The first person is a man with a bachelor's degree. He is expected to earn a bit - we guessed at 38640 dollars per year. But in reality, he earns a whopping 164382 dollars! our guess was way to low. The error term, the difference between our guess and the correct number, is therefore 125742. The real value is 125743 dollar higher than our guess.

The second person is a man with a high school diploma. We guessed that he would make 22363 dollars per year, but in reality it was 25740. Pretty close - the real value is 3374 higher.

Person 3 did not have a value on the income variable.

Person 4 is a woman with a high school diploma. We guessed that she wouldn't make that much - 11714 dollar per year. In reality, she earns even less, 5265 dollar. The error term is therefore -6449. The real value is 6449 dollars lower than our guess.

Our guesses are therefore wrong most of the time - by a little or a lot. All persons with the same characteristics (on these two independent variables) will get the same guess. If we want to make more advanced guesses we need to bring in more variables in the model.

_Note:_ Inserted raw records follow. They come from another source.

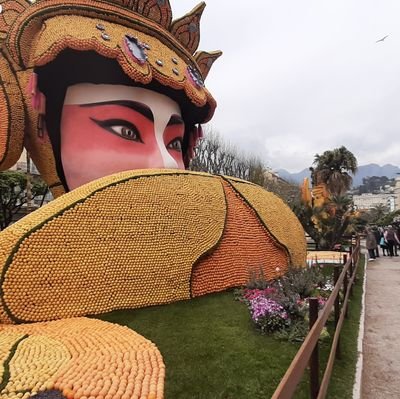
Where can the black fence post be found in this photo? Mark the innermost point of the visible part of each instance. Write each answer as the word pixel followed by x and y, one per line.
pixel 314 359
pixel 336 273
pixel 351 267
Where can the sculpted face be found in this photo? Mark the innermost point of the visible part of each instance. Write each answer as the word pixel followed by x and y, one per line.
pixel 111 128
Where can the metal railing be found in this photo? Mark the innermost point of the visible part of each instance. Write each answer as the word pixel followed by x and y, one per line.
pixel 308 354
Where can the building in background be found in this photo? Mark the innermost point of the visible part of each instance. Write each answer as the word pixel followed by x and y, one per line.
pixel 369 201
pixel 22 166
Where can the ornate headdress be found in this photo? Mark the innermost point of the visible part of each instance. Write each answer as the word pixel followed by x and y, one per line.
pixel 139 35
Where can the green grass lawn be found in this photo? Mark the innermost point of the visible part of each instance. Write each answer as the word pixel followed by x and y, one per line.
pixel 212 350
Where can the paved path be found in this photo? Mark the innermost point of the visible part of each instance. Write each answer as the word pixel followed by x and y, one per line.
pixel 381 345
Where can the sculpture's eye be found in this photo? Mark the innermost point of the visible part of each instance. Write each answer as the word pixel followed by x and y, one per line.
pixel 175 144
pixel 120 127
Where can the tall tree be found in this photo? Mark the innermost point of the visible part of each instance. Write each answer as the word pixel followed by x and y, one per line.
pixel 13 194
pixel 334 169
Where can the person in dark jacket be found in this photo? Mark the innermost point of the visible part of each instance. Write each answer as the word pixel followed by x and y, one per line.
pixel 377 235
pixel 370 243
pixel 391 239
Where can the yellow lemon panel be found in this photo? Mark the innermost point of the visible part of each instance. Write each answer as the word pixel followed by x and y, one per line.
pixel 80 358
pixel 124 241
pixel 277 217
pixel 245 247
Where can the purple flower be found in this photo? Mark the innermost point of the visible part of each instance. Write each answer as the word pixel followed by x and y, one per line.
pixel 263 307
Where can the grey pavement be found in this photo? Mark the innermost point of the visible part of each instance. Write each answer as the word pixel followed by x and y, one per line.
pixel 381 344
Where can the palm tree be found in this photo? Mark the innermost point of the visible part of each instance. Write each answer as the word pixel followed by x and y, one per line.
pixel 333 168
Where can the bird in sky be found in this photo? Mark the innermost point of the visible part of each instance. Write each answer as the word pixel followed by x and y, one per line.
pixel 381 40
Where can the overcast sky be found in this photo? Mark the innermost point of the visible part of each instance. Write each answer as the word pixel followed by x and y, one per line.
pixel 299 77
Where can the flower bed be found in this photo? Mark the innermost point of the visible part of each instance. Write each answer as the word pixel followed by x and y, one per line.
pixel 281 307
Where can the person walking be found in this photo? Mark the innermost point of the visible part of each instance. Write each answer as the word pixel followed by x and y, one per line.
pixel 371 244
pixel 391 239
pixel 377 235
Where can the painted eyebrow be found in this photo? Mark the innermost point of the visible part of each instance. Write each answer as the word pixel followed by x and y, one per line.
pixel 175 120
pixel 138 107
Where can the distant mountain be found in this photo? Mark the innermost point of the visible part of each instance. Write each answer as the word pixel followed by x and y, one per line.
pixel 293 177
pixel 369 170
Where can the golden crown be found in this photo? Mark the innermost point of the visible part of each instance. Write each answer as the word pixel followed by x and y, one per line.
pixel 139 34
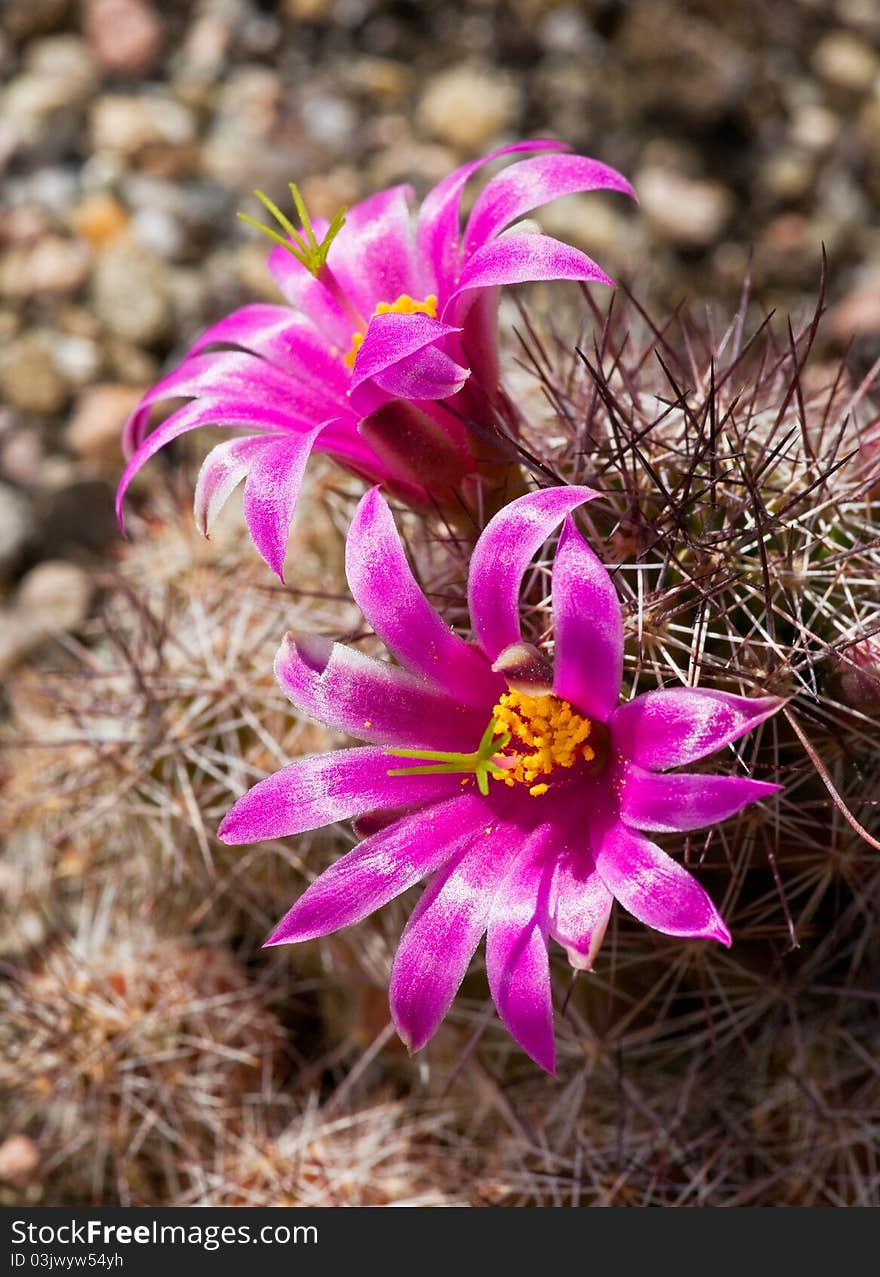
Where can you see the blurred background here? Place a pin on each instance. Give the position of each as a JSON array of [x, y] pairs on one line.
[[153, 1052], [132, 130]]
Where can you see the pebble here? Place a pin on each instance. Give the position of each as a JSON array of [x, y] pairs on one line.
[[130, 123], [160, 231], [96, 424], [77, 356], [857, 314], [124, 35], [24, 18], [328, 120], [50, 267], [685, 211], [55, 593], [468, 106], [100, 219], [130, 291], [54, 598], [30, 377], [15, 525], [846, 61], [19, 1157]]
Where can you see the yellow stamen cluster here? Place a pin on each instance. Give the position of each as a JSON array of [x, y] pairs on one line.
[[404, 305], [552, 733]]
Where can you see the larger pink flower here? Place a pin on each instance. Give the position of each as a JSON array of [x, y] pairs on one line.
[[386, 354], [519, 788]]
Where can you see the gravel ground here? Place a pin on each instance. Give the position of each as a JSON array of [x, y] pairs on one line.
[[133, 130], [130, 133]]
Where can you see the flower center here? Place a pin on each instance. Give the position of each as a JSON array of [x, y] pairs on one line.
[[528, 737], [404, 305], [544, 733], [303, 244]]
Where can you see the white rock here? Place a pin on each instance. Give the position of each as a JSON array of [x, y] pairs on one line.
[[468, 106]]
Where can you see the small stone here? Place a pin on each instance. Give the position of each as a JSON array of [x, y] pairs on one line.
[[24, 18], [330, 120], [130, 287], [67, 59], [77, 358], [58, 594], [788, 174], [30, 377], [857, 314], [124, 35], [130, 123], [468, 106], [15, 525], [814, 128], [598, 226], [307, 10], [98, 219], [50, 267], [159, 230], [95, 428], [19, 1158], [846, 61], [60, 75], [685, 211], [22, 456]]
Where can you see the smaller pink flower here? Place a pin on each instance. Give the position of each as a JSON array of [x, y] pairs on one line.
[[520, 788], [385, 354]]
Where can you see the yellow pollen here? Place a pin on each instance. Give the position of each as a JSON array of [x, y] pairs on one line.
[[404, 305], [544, 733]]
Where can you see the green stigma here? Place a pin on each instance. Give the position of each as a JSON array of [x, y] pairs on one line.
[[478, 764], [304, 247]]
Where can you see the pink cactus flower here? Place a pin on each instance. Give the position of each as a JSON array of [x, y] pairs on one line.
[[520, 787], [385, 355]]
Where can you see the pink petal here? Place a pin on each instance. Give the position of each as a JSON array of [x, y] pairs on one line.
[[312, 298], [501, 558], [400, 355], [580, 906], [516, 960], [221, 471], [373, 257], [227, 414], [654, 888], [323, 788], [428, 374], [239, 374], [521, 259], [379, 868], [437, 234], [531, 183], [373, 700], [385, 589], [588, 628], [676, 725], [392, 337], [479, 341], [285, 339], [443, 932], [413, 455], [275, 475], [681, 801]]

Comparison between the values calculated by hand and automatically predicted values

Regardless of our method for arriving at these values, the result should of course be the same. We saw that men with a master's degree were expected to earn 46780 dollars per year in our manual calculation, and that a woman without a degree were expected to earn 3574. We can now compare these values with those that we got automatically. We calculate the average for our guess, for all combinations of the two variables, using the command table.

In [4]:
table degree sex, contents(mean guessedincome)
r's highest    |  respondents sex  
degree         |     male    female
lt high school | 14224.62  3575.047
   high school | 22363.22  11713.65
junior college | 30501.82  19852.25
      bachelor | 38640.42  27990.85
      graduate | 46779.02  36129.45
            NA |                   

Men with the highest level of education are expected to make 46799 dollars per year - a dollar less than what we calculated by hand. The reason it is not exactly the same is that we in our manual calculation did not include all decimals. We guess that women with the lowest level of education will earn 3575 dollars, one dollar more than in our manual calculation, again because of the decimals.

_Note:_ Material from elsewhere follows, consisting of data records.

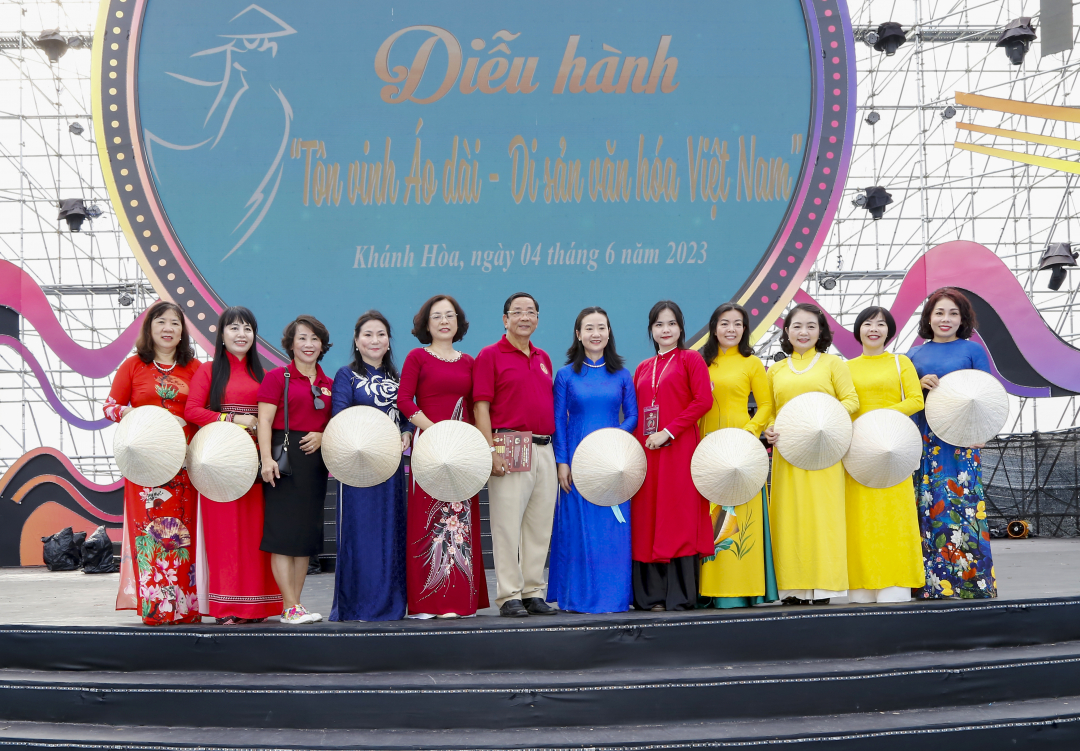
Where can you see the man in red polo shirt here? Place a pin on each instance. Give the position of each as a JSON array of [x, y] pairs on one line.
[[512, 390]]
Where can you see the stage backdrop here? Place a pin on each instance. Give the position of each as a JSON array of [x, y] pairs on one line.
[[334, 157]]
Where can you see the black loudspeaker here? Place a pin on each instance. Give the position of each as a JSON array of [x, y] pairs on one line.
[[1017, 530], [9, 322]]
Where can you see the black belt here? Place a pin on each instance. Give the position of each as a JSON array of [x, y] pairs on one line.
[[537, 440]]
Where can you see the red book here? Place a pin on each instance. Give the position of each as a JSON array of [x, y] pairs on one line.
[[516, 448]]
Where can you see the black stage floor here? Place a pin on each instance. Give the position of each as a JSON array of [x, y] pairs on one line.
[[957, 674]]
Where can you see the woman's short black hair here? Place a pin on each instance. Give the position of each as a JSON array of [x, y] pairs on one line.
[[712, 346], [655, 313], [420, 330], [576, 354], [873, 312], [968, 321], [144, 345], [316, 327], [388, 359], [824, 337], [221, 370]]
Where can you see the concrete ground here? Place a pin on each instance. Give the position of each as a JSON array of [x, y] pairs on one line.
[[1025, 570]]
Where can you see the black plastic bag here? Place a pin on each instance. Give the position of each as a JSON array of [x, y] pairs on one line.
[[61, 551], [97, 553]]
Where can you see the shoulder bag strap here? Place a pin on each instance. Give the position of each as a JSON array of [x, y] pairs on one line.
[[286, 406]]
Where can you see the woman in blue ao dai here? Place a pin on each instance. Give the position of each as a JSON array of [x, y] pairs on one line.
[[369, 577], [956, 538], [590, 568]]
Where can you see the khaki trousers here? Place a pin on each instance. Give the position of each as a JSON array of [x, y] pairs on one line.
[[522, 507]]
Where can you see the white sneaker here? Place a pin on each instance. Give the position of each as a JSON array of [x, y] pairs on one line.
[[307, 617]]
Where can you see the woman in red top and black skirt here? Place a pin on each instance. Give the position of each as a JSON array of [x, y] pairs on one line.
[[444, 566], [158, 567], [235, 582], [293, 518]]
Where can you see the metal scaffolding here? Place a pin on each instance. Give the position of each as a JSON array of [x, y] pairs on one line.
[[940, 193]]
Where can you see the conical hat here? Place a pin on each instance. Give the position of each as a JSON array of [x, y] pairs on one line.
[[814, 431], [149, 445], [451, 461], [223, 461], [967, 407], [608, 467], [729, 467], [362, 446], [886, 448]]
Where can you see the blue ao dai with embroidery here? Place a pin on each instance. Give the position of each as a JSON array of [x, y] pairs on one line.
[[590, 545], [369, 577]]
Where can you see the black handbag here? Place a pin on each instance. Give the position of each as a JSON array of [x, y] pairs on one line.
[[279, 452]]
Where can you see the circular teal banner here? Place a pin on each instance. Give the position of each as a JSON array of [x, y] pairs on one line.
[[335, 157]]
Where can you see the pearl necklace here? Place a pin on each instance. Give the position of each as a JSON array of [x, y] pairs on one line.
[[812, 363], [442, 358]]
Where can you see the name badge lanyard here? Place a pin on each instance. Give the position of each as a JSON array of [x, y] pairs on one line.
[[652, 412]]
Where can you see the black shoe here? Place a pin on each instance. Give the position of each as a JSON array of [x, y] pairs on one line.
[[513, 608], [537, 606]]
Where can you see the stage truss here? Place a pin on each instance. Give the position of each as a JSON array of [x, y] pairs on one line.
[[940, 193]]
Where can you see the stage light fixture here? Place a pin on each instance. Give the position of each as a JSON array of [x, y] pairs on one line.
[[1057, 257], [890, 36], [877, 199], [1016, 39], [52, 43], [73, 212]]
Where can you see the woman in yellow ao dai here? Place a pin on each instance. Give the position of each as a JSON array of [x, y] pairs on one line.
[[885, 549], [740, 572], [810, 549]]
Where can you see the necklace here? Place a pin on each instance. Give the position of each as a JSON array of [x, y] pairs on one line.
[[812, 363], [439, 357], [655, 379]]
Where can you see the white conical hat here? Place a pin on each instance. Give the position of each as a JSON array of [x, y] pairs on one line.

Predicted values are often interesting in order to make a more concrete connection between our model and substantial issues. It might, for example, be more pedagogial to showh how highly educated people are expected to differ from people with no school, rather than to say "the coefficient for educatinon is 8139". Sometimes it is also interesting to compare our guess with reality to say which observations that are (so to say) over-performers and under-performers.

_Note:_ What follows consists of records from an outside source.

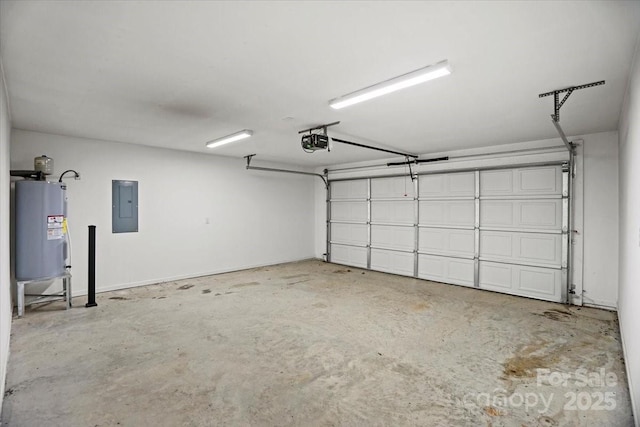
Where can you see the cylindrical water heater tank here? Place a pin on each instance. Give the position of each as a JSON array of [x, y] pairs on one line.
[[40, 229], [43, 164]]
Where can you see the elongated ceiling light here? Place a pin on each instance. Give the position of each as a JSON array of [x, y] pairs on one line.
[[413, 78], [230, 138]]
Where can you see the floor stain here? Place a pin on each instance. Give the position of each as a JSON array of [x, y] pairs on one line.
[[243, 285], [420, 306], [525, 362], [295, 276], [299, 281], [547, 421], [555, 314], [494, 412]]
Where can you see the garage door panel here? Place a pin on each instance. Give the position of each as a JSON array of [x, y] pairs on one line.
[[392, 262], [447, 213], [356, 189], [396, 187], [349, 255], [393, 212], [447, 270], [536, 282], [446, 241], [352, 234], [447, 185], [544, 214], [349, 211], [545, 180], [402, 238], [525, 248]]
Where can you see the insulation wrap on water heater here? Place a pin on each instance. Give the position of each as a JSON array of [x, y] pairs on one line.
[[41, 209]]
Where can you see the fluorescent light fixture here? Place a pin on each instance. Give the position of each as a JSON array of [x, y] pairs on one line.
[[230, 138], [421, 75]]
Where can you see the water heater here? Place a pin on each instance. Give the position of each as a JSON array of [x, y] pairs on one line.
[[41, 209]]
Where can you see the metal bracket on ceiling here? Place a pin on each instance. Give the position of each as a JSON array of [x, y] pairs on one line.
[[323, 127], [555, 117], [249, 167], [569, 90]]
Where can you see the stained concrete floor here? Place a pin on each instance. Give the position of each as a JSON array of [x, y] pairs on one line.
[[311, 343]]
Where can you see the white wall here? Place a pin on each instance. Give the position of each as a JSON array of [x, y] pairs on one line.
[[599, 235], [255, 218], [629, 266], [600, 215], [5, 266]]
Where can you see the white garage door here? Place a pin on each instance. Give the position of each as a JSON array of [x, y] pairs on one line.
[[500, 230]]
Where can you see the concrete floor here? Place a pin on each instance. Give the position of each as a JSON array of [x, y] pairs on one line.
[[311, 343]]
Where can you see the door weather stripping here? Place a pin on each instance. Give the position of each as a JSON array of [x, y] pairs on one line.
[[555, 117], [259, 168]]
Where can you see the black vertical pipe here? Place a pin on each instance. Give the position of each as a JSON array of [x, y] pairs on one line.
[[92, 267]]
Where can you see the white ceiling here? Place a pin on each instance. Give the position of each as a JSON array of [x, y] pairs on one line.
[[178, 74]]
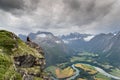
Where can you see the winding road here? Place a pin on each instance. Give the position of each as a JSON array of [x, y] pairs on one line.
[[97, 68], [77, 73]]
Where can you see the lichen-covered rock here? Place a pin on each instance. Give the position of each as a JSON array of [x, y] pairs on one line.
[[20, 60]]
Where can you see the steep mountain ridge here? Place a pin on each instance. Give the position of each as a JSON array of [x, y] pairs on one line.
[[20, 61]]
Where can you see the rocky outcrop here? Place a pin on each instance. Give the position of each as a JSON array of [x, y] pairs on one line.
[[20, 60]]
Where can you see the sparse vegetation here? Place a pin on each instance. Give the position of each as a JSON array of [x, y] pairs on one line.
[[64, 73]]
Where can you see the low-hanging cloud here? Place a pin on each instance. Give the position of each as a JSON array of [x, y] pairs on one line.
[[60, 16]]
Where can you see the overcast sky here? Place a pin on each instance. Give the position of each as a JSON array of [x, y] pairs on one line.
[[60, 16]]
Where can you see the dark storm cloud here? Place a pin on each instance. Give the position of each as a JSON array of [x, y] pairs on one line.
[[11, 4], [58, 16]]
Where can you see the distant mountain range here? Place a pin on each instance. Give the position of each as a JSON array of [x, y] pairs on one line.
[[106, 45], [55, 49]]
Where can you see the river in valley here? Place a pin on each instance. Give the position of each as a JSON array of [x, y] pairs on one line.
[[77, 73]]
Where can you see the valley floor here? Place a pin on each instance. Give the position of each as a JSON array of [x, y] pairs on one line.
[[85, 63]]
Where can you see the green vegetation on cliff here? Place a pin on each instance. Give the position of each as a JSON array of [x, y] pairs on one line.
[[11, 48]]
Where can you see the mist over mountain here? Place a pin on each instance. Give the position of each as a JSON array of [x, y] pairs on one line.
[[106, 45]]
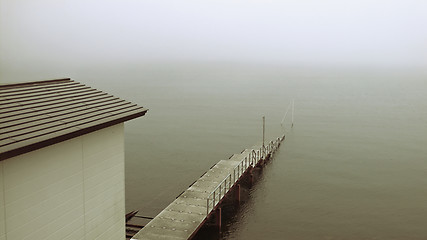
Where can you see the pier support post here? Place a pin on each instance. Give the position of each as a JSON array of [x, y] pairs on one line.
[[238, 193], [251, 175], [218, 218]]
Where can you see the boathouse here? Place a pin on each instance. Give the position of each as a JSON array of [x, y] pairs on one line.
[[62, 161]]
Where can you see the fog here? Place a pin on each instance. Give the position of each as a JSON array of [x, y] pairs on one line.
[[47, 39]]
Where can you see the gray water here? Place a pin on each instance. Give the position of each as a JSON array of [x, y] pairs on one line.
[[354, 166]]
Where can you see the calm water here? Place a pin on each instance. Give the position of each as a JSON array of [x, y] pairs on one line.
[[353, 167]]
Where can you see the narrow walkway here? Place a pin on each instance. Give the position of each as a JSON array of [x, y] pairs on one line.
[[184, 216]]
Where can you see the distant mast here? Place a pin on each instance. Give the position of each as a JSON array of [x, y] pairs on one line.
[[291, 107]]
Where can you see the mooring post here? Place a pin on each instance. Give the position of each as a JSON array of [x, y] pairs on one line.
[[218, 218], [263, 130], [251, 176], [238, 193]]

The equation can be expanded as needed, dependning on the number of variables we have. In this example we only had two variables, education and sex. If we for instance would add age the equation would be slightly longer:

$iincome_i = \alpha+ \beta_1education_i + \beta_2sex_i + \beta_3age_i + \epsilon_i$

The aim of a regression analysis is, to summarize, to try to estimate what the best values of $\alpha$, $\beta_1$, $\beta_2$ and $\beta_3$ might be, and this is (among other things) whas is showed in the regression table after a regression analysis.

Finally, the equation can also be used to make guesses where we don't have the correct answers. For instance, it is easy to make a model that shows how results in presidential elections are affected by economic growth, the popularity of the president, and more. We then of course use historical data when we construct the model. But then we can add current data into the equation, and get an informed guess about what will happen after the next election. The procedure is just the same.